The progress in the field of computer hardware, robotics and artificial intelligence has enabled the developers to design first prototypes of intelligent vehicles. There have been analyzed various partial technologies like anti-collision systems, automated cruise control or driver warning systems. As the amount of such technologies has been growing it became apparent that there must be some high-level system integrating them into one cooperative entity which could offer the human driver useful information and abilities. This concept is called a smart car. Another term often used for the intelligent complement of vehicle mechanics is the Driver Support System (DSS).
The DSS is intended primarily for the improving of the road traffic safety and vehicle operation efficiency. To achieve this aim methods of artificial intelligence are used. The vehicle should know its actual state by observing its surroundings and reason about the objects it senses there. As the vision is the most important sense for the human driver, the DSS is considered to use the computer vision methods [Nagel]. . The view of the traffic scene in front of the car contains the most of information necessary for the successful driving. There exist even other useful sensors like distance meassures, too.
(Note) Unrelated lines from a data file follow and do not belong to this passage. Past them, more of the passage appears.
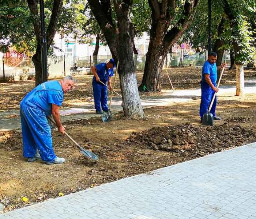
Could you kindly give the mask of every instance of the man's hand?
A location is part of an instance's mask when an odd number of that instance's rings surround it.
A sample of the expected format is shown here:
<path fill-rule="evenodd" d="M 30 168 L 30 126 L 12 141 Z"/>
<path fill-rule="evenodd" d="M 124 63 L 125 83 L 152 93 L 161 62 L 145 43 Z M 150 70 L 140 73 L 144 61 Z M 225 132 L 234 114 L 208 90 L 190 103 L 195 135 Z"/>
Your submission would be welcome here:
<path fill-rule="evenodd" d="M 63 126 L 61 126 L 58 128 L 58 130 L 60 133 L 61 133 L 62 134 L 64 134 L 64 132 L 66 130 Z"/>
<path fill-rule="evenodd" d="M 216 93 L 217 93 L 219 91 L 219 88 L 215 88 L 214 87 L 214 88 L 212 88 L 212 89 L 215 91 Z"/>
<path fill-rule="evenodd" d="M 227 64 L 226 63 L 222 63 L 221 66 L 221 68 L 222 68 L 225 67 L 226 66 Z"/>

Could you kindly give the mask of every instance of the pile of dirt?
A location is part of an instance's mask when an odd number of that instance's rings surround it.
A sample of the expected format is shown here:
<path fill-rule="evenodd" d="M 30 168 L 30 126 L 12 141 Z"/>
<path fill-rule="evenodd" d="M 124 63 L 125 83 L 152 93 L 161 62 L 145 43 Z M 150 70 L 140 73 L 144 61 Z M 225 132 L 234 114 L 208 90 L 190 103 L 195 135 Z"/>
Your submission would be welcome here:
<path fill-rule="evenodd" d="M 227 122 L 252 122 L 252 118 L 245 116 L 232 116 L 230 118 L 226 119 Z"/>
<path fill-rule="evenodd" d="M 239 125 L 227 123 L 213 127 L 186 123 L 135 132 L 127 141 L 155 150 L 203 156 L 255 142 L 256 133 Z"/>

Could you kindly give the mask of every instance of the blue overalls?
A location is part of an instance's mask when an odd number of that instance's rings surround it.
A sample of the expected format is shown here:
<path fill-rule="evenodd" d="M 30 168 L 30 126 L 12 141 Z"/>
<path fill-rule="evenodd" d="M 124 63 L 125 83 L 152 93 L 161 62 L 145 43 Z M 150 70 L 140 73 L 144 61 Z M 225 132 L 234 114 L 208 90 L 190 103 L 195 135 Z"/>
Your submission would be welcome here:
<path fill-rule="evenodd" d="M 20 102 L 24 157 L 34 157 L 38 150 L 43 161 L 51 161 L 56 157 L 46 116 L 52 114 L 52 104 L 60 106 L 63 96 L 60 82 L 52 81 L 38 85 Z"/>
<path fill-rule="evenodd" d="M 113 68 L 107 68 L 106 63 L 101 63 L 95 66 L 97 69 L 97 74 L 99 79 L 106 84 L 108 81 L 109 77 L 113 74 Z M 93 78 L 93 97 L 94 99 L 94 107 L 97 111 L 101 111 L 101 105 L 103 111 L 108 111 L 108 92 L 106 86 L 96 80 L 96 77 Z"/>
<path fill-rule="evenodd" d="M 204 78 L 205 74 L 210 75 L 210 79 L 212 83 L 216 87 L 217 81 L 217 66 L 216 63 L 212 64 L 210 63 L 208 60 L 207 60 L 204 63 L 203 67 L 202 80 L 200 82 L 201 84 L 201 97 L 199 114 L 201 119 L 203 118 L 204 114 L 207 113 L 208 111 L 211 101 L 213 98 L 213 96 L 215 92 L 206 81 Z M 210 112 L 214 116 L 215 116 L 216 115 L 215 110 L 216 108 L 217 103 L 217 97 L 216 96 L 210 111 Z"/>

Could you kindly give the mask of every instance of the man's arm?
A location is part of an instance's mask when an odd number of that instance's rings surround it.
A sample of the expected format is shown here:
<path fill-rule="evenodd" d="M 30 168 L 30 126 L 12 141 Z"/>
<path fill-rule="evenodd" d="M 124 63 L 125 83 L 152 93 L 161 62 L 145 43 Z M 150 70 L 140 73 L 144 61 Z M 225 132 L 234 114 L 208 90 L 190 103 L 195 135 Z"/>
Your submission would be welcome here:
<path fill-rule="evenodd" d="M 98 75 L 98 74 L 97 74 L 97 68 L 95 66 L 92 67 L 91 70 L 93 74 L 96 78 L 96 81 L 99 81 L 99 77 Z"/>
<path fill-rule="evenodd" d="M 209 74 L 204 74 L 204 79 L 207 83 L 210 85 L 212 89 L 215 91 L 216 93 L 219 91 L 219 88 L 214 87 L 212 83 L 211 78 L 210 78 L 210 75 Z"/>
<path fill-rule="evenodd" d="M 109 77 L 109 80 L 108 80 L 108 84 L 109 84 L 109 89 L 110 91 L 112 91 L 112 77 Z"/>
<path fill-rule="evenodd" d="M 217 70 L 218 71 L 223 68 L 225 68 L 226 65 L 227 65 L 227 64 L 226 63 L 222 63 L 221 65 L 217 66 Z"/>
<path fill-rule="evenodd" d="M 59 110 L 60 107 L 55 104 L 52 104 L 52 114 L 54 121 L 55 121 L 56 124 L 58 127 L 59 131 L 63 134 L 64 134 L 64 131 L 66 131 L 65 128 L 63 127 L 60 120 L 60 116 Z"/>

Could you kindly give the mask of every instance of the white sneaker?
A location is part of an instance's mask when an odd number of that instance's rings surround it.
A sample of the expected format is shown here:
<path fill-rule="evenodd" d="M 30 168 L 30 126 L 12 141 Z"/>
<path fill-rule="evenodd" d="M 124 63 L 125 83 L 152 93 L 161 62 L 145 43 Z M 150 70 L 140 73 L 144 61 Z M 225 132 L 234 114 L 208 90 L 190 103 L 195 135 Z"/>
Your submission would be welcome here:
<path fill-rule="evenodd" d="M 63 157 L 56 157 L 54 160 L 52 161 L 46 161 L 45 163 L 46 164 L 63 164 L 65 162 L 66 160 L 65 158 Z"/>

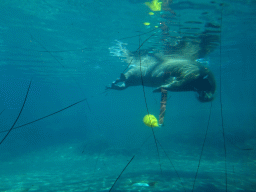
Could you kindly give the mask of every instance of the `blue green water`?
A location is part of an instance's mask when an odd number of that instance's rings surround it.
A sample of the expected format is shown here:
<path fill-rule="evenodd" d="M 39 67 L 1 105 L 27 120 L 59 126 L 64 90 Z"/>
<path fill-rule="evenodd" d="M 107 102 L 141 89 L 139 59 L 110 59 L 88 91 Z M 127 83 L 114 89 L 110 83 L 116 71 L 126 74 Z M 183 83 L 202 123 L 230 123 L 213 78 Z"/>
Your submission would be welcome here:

There are many various objects the DSS should be able of recognize in the traffic scene images like other vehicles, pedestrians, traffic devices, intersections etc. The main goal of the visual subsystem is to understand the current traffic scene properly. By understanding we mean the process of building of dynamic models for the environment the vehicle is moving through.
A short note should be made about the DSS implementation. It is consedered to be an useful idea to design the DSS as the agent process endowed by the particular goal. The DSS will plan actions in order to achieve that goal and spawn corresponding subagents to solve subproblems like obstacle detection or road sign recognition. It is obvious that parallel machines are the most convenient for such system implementation.
The road signs may offer many disparate information to the smart vehicle. These are primarily traffic streams priorities, speed limits, prohibitions or warnings. The DSS should use them for the anticipation of further traffic situation. The knowledge about the road signs placement in the environment may be useful also for the navigation because it may complement the digital map and allow the car to precise its actual position on the road. This application of the road sign recognition is called geomodeling and is discussed for example in [Lalonde]. The advantage in comparison to the differential GPS systems is the absence of special equipment. It rather uses the natural landmarks to identify particular place on the road.
There exist several properties the road sign recognition system should satisfy. It should operate under various lightning conditions including twilight and the darkness (with appropriate lighting). The system should not miss important road signs or to misclassify them. As a part of vehicle control system, it must work in the real-time. Furthermore, it should be easily extensible for new road sign types or variants (the real road signs often differe from international standards and appear in many alternations).
The list of shapes found in the image (called candidate regions list) is then delivered to the road sign classifier. Its task is to label those regions either with particular road sign codes or to reject some of them as void ones. While the shape feature played the important role in the sign detection, the classification relies mostly on the colour combination and the ideogram data. The task is, in principal, that of statistical character - there are many various road sign types and we decide for the one that seems to be the most probable one. To compare various images we use numerical characteristics called features which have been chosen to be close enough for the similar signs and different for other. The apriori information about signs is used to divide the large sign groups into smaller ones and solve these more efficiently. Presently, we experiment with the group of some 40 road sign types.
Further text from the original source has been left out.